Methodology for the monthly precipitation, surface water, and groundwater maps¶
Introduction¶
The goal of the freshwater maps is to visually provide a representative monthly wetness or dryness generalisation over large areas in Canterbury. For the surface water and precipitation maps, these areas represent the different hydrologic landscapes according to differences in elevation and latitude. The groundwater maps were meant to be representative for the CWMS zones.
The monthly generalisation is meant to be categorical rather than numerical. The development of the statistics and the associated maps followed this goal. The mapping model was built in Python and mapped using the open source interactive python plotting library called Bokeh.
Surface water and precipitation¶
The sites selection for the surface water and precipitation was based on sites having at least 10 years of data ending in the beginning of 2017 and, in the case of surface water sites, their overall contribution to the mapping areas. Since surface water sites aggregate the surface water flow from their entire upstream catchment, only one site from one particular river was generally used to ensure there was no overlapping contributing areas. This is different from the precipitation and groundwater sites as those are discrete datasets without massive contributing areas.
The site selection for the surface water and precipitation sites are a fixed input to the model. This should likely stay this way for surface water sites due to the complexity in the selection, but precipitation sites could be automatically updated within the model in the future similar to the site selection for groundwater sites.
First, all of the quality controlled data was extracted from Hydstra and monthly aggregates were calculated. As the statistics are meant to represent the overall monthly dryness or wetness, the monthly median was used for the flow data to ensure that flooding events would not bias the statistic (i.e. compared to mean or sum). The monthly sum was used for precipitation. The sites were then grouped by month and order rankings were calculated for the entire dataset.
For the map statistics, the last six months of telemetered data was extracted from HydroTel to ensure that the most up-to-date data is always available at the time of the map creation. Again, the sites were aggregated and grouped by month. The telemetered monthly values for each site were then ranked within the earlier quality controlled data to determine its percentile.

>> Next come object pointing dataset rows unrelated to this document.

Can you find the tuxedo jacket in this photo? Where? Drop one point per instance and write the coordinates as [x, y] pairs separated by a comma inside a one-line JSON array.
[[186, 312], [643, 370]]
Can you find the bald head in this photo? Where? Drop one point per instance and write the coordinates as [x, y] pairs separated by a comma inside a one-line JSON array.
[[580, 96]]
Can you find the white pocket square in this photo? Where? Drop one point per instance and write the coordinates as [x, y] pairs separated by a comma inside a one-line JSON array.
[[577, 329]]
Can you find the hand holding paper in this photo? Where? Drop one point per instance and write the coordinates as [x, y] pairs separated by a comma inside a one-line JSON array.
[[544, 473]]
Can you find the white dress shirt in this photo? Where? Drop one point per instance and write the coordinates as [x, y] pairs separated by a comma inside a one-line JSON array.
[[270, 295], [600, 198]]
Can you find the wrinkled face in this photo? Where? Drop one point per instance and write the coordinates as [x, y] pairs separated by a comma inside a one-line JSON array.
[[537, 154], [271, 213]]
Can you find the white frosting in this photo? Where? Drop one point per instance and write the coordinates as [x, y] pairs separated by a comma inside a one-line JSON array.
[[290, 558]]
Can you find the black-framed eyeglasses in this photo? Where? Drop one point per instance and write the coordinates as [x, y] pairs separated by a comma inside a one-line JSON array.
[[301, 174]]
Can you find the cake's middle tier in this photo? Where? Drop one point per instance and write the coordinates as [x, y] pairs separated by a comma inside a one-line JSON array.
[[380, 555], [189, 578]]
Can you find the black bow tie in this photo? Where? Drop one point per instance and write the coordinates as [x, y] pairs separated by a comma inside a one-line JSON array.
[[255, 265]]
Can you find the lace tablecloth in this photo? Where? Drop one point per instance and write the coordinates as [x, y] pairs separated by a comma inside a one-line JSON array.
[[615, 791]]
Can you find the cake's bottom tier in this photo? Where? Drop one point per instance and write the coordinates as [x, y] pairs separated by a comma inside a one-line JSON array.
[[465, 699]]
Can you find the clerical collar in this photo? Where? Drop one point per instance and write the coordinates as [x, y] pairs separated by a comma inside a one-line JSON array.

Once all of the percentiles for the past six months are calculated for all sites, the site percentiles were aggregated to the larger hydrologic areas. The aggregation procedure was different for surface water sites and precipitation sites. All precipitation sites were given equal weight for each area, so consequently a simple mean of all monthly site values were used. As flow measured at a particular point along a river represents everything up gradient of that site, each flow value within the larger hydrologic area was weighted by its catchment size.
Once the monthly site values are aggregated to each hydrologic area, a categorical index is applied. 0-10%tile: very low, 10-25%tile: below average, 25-75%tile: average, 75-90%tile: above average, 90-100%tile: very high. These categories are identical to maps created by the USGS in their Active Groundwater Level Network.

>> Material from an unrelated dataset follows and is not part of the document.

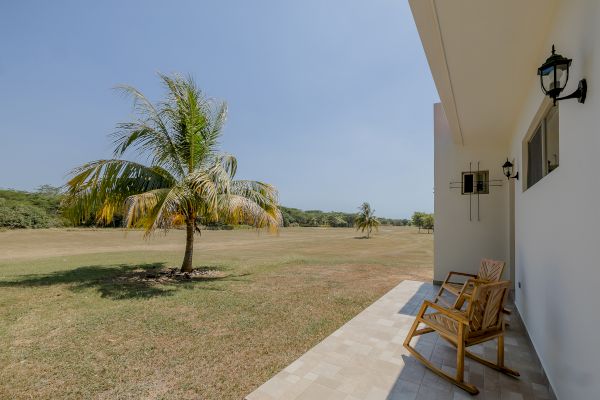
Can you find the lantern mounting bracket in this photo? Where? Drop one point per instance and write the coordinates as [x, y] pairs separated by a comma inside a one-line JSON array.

The mapping process is performed using the open source interactive python plotting library called Bokeh. The previous six months of the categories are presented on the map.
Groundwater¶
Most of the procedures for the groundwater map is similar to the surface water and precipitation map, but there are some key differences.
The areas used for the map presentation (and aggregation) for groundwater are the Canterbury Water Management Strategy (CWMS) zones as opposed to the larger hydrologic areas for surface water and precipitation.
The site selection for surface water and precipitation was performed once and is a fixed input to the mapping model, while the groundwater mapping makes the site selection every time the model is run. For the CWMS zones other than the Upper Waitaki, the criteria is that there is at least 10 years of data. Due to a necessity of including the Upper Waitaki even though no well meets the criteria of having at least 10 years of data, the year limit was lowered to 5 years.
The only data that was utilised for the groundwater mapping was the monthly manual water level measurements. This was done to increase the number of available wells for the mapping as compared to the wells with continuous data. All values up to the previous month were extracted. As the monthly sampling is performed at various times of the month and may even occasionally occur twice or not at all in a month, a linear interpolation was performed for all sites and the monthly median was taken to provide a more consistent and comparable dataset between sites.
The percentiles for the all sites for the entire dataset were calculated and, as with the surface water and precipitation mapping, the previous six months of percentiles were aggregated to the CWMS zones. The categories were then calculated according to the above and plotted using Bokeh.